We are now so used to thinking in terms of preparing for the very worst and the least likely scenarios, that that we do not realise how overbearing and ridiculous our safety measures have become. We are so concerned about safety that we forget what we are giving up for our children: freedom, resourcefulness, learning the value of hindsight and using common sense, or believing that common sense has any value at all.

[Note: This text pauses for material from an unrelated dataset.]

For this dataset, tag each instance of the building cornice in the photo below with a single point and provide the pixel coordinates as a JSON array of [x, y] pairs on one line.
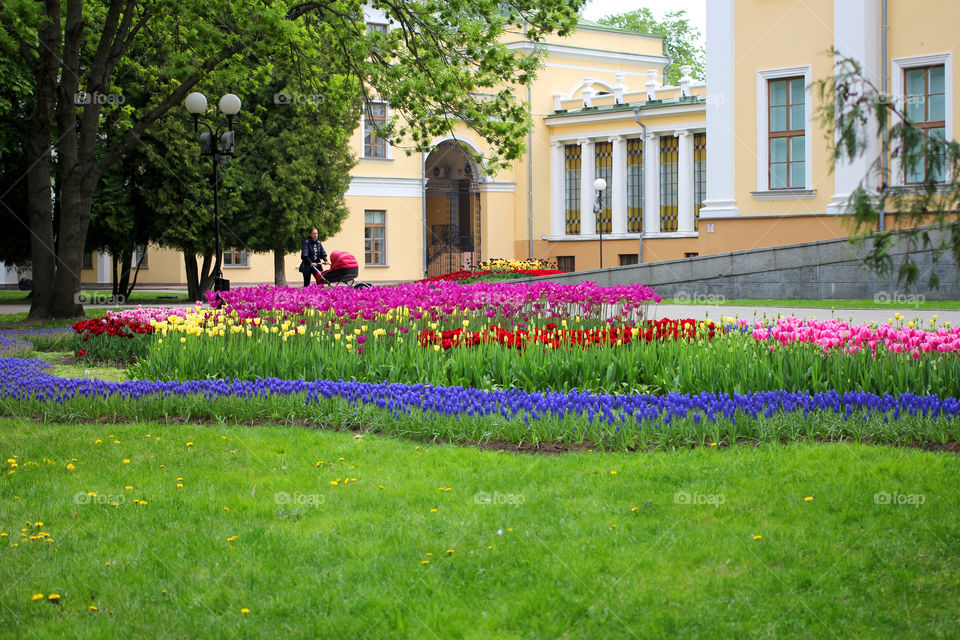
[[593, 55]]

Instead, we are deferring to government intervention and regulation to spell this out for us. The big danger in this is we think we can avoid all problems, and we end up believing that if something does go wrong, someone is to blame. This is paralysing for parents and children. Yes, I know it is completely normal to worry about your children and to want to protect them at every opportunity – many times I have had to suppress shrieks of horror and look away, and had to restrain my own urge to lock the children in the safety of their bedrooms. However, to do so denies the child the opportunity to learn the thrill of mud, and the art of continuing despite small setbacks.

I look forward to seeing how much support this idea for "adventure kindergartens" gets, especially from the safety wowsers who have dominated playground rules to date. I also wonder if this idea will ever gain traction in countries where civil law suits are more common than they are in New Zealand. The blame and risk paranoia culture is a hard one to break, even if it is for the best.